BlackStrayCat · 04/10/2024 08:30

Some posters are not understanding that he has planned this/secured possibly hidden assets/seen a lawyer/made a (cynical) plan/knows how his future looks and is prepared.

OP has been thrown in the deep end and has been betrayed at a very bad point in her life.

She is not entitled,she has had her world turned upside down.
If she were a milionaire, I would say the same.

Kbroughton · 04/10/2024 09:58

Really genuinely mystified by some of the comments on this thread.
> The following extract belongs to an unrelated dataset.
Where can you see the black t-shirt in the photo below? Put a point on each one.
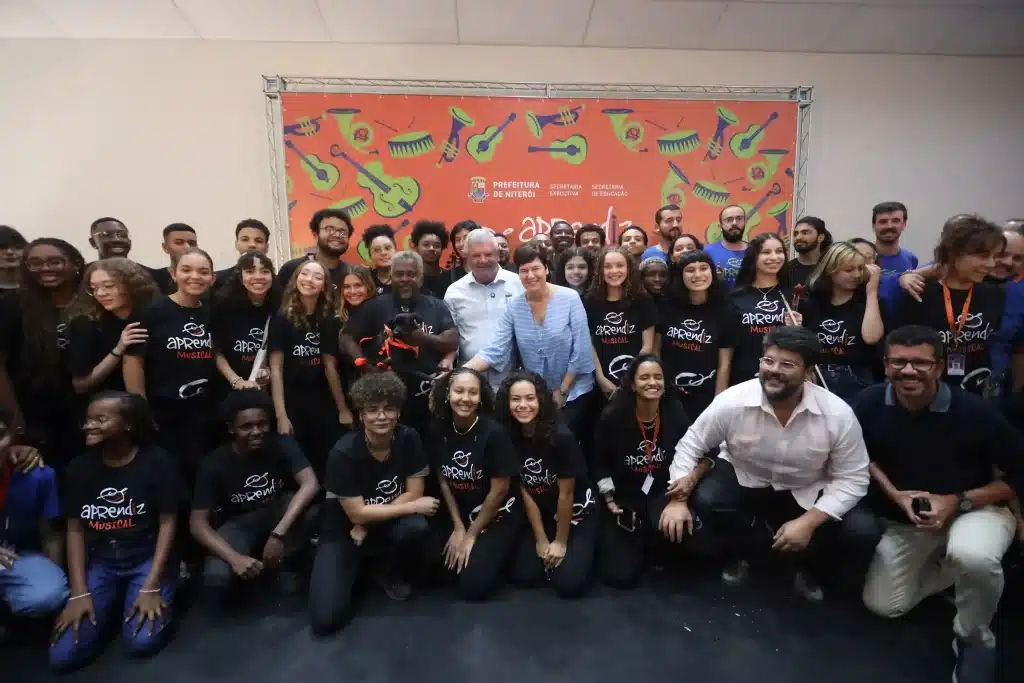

How people can be saying things like 'you seem entitled' to a woman who has had two recent deaths and her husband leaving her, seemingly in a very calculated way, is beyond me. I never understand when people say you are 'lucky' to have an inheritance in any case! Money can never replace a parent. I have recentlyish gone through a horrible horrible divorce. I didnt have an inheritance as I am actually LUCKY that my parents are still alive and really supported me through a horrible time. In fact, when I allow myself to be melancholy at all I think what I would have done if my parents weren't around. No inheritance would have replaced the amazing support they gave me. The poor OP doesn't have that. She is grappling with unbelievable change in the past two years and quite understandingly holding onto the life she thought she would have had. OP, don't listen to any of the comments which come across as callous and jealous that you have a bit of money. There are very hard times ahead. I think your STBXH is self employed so be very aware he is likely to play down assets and income. Please please get some help and support for your own resilience as you will need it. But please also know - this will pass. Work to let go of the anger. The day I let go of the anger I held towards by exH was the day I was finally free from him. Much love to you.